Brandi vs. The World
Speaking of drinking, let’s touch upon when everyone rehashed that Brandi is a mean, sloppy drunk and she defended herself by saying that she only drinks when she’s around them, to tolerate them of course. Eileen is like hey home girl, doesn’t matter why you drink but every time I’m around you, you have the slursies and the meansies. Brandi claims it depends on the company and if she’s happily drunk she’ll give out lap dances. I’m kind of glad we never got to see that on the show, because watching Kyle do splits every time she gets drunk is just about enough for me to see ever.
Finally…Lisa vs. Brandi
What starts out as the continuance of THE SLAP (eeeeeeenoughhhhhh) spirals into Brandi claiming that Kyle spread stories about Lisa banging her trainer and being poor or something. Brandi and Kyle then spent about 5 minutes screaming at each other and dropping F bombs. It was pretty pleasant. ALMOST as pleasant as hearing the deets of Brandi’s penetration station with AmsterBABY. Lisa’s choking back vomit as she tells us she’s known this kid since he was 7 and she’d prefer not to know about his cougar trysts.
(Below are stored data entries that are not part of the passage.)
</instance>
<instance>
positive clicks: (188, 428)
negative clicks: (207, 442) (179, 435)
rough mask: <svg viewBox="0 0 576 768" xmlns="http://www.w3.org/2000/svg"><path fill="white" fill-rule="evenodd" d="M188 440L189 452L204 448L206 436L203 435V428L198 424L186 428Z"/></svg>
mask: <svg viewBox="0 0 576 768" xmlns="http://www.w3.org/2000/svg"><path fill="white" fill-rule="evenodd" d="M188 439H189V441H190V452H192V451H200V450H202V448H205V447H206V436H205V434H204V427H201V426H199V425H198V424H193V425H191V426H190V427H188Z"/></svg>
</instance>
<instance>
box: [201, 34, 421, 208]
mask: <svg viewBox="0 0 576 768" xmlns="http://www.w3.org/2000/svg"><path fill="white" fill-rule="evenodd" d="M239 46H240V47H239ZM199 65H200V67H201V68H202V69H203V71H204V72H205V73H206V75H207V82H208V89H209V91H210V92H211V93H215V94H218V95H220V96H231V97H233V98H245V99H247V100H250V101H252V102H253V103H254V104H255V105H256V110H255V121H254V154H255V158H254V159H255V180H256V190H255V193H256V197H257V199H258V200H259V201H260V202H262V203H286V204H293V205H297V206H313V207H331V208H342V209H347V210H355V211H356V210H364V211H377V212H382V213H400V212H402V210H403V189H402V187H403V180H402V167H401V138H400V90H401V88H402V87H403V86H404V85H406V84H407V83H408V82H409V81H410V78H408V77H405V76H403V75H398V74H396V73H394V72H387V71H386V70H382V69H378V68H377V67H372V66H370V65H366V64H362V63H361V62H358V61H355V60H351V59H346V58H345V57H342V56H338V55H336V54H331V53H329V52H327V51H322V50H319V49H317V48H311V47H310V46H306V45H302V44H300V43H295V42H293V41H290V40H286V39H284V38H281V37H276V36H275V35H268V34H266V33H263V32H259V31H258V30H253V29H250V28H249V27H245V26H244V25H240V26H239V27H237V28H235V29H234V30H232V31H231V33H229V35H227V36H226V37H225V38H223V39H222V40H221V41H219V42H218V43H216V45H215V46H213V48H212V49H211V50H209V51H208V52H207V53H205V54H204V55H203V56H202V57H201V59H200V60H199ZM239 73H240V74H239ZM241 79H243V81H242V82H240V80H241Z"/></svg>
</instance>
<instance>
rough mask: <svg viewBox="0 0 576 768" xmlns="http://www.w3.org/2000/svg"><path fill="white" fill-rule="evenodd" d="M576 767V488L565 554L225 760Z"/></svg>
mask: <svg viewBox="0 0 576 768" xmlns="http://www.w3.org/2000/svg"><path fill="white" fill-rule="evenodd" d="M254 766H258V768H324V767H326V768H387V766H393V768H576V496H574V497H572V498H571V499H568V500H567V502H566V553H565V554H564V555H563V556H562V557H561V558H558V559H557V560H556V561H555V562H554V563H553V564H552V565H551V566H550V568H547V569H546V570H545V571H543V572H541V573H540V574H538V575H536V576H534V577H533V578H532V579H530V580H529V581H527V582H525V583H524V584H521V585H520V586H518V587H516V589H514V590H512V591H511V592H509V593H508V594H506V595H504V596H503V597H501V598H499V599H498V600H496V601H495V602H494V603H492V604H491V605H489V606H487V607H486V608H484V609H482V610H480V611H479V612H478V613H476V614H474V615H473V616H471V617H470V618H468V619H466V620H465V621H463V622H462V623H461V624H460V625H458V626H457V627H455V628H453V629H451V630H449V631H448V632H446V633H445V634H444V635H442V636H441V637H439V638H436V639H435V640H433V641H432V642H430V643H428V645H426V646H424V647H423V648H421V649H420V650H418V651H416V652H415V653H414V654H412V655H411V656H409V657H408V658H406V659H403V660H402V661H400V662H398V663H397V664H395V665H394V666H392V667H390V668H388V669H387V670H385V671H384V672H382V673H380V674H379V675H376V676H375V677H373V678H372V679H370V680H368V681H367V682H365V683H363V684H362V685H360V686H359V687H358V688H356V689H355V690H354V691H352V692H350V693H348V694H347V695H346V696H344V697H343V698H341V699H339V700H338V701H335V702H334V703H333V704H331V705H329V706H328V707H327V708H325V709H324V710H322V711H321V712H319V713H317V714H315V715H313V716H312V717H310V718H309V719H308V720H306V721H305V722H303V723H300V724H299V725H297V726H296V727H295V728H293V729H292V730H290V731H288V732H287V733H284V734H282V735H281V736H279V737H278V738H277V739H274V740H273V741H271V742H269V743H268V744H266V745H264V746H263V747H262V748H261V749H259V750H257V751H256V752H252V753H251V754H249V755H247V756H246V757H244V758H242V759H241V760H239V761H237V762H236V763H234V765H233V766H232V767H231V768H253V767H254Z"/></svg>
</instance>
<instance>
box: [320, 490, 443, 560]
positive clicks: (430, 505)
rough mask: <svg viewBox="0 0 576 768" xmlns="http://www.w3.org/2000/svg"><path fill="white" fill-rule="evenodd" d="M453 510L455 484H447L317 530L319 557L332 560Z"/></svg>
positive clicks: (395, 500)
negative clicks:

The only comic relief in this stupid fight is Brandi and Andy bonding over the fact that they’ve both banged 23 year olds. Three cheers for the loose gooses! Anyway, there’s more analysis of the SLAP, everyone weighs in on it like this is a trial and they’re the jury deciding if it’s ok to drink and slap, FTR, it’s a unanimous NO and Andy tries to defend his fellow cougar Brandi by comparing the slap to playing with your dog and your dog bites you. (Kind of a touchy subject, Andy, no?) B does NOT like this comparison. She loses her chill, says a big F U to Andy and says she’s done taking shit from everyone. Clearly all the ladies need to be hooked up to their mid-afternoon wine IV or take their scheduled Valium or whatevs, cause bitches be gettin cranky. In conclusion, Brandi thinks Lisa is beating the slap to death, clearly doesn’t know what this whole season has been like for all of us, cause the slap has been beaten, buried, and its ashes have been dug up to beat again. Lisa says she didn’t make a big deal about it. Ok, Lisa. The future of these ladies is to never ever speak again and also maybe blackmail each other because Hood Brandi comes out to play and tells Lisa to watch her back. If I were Lisa I’d amp up my security and maybe keep Hanky and Panky indoors for a little while.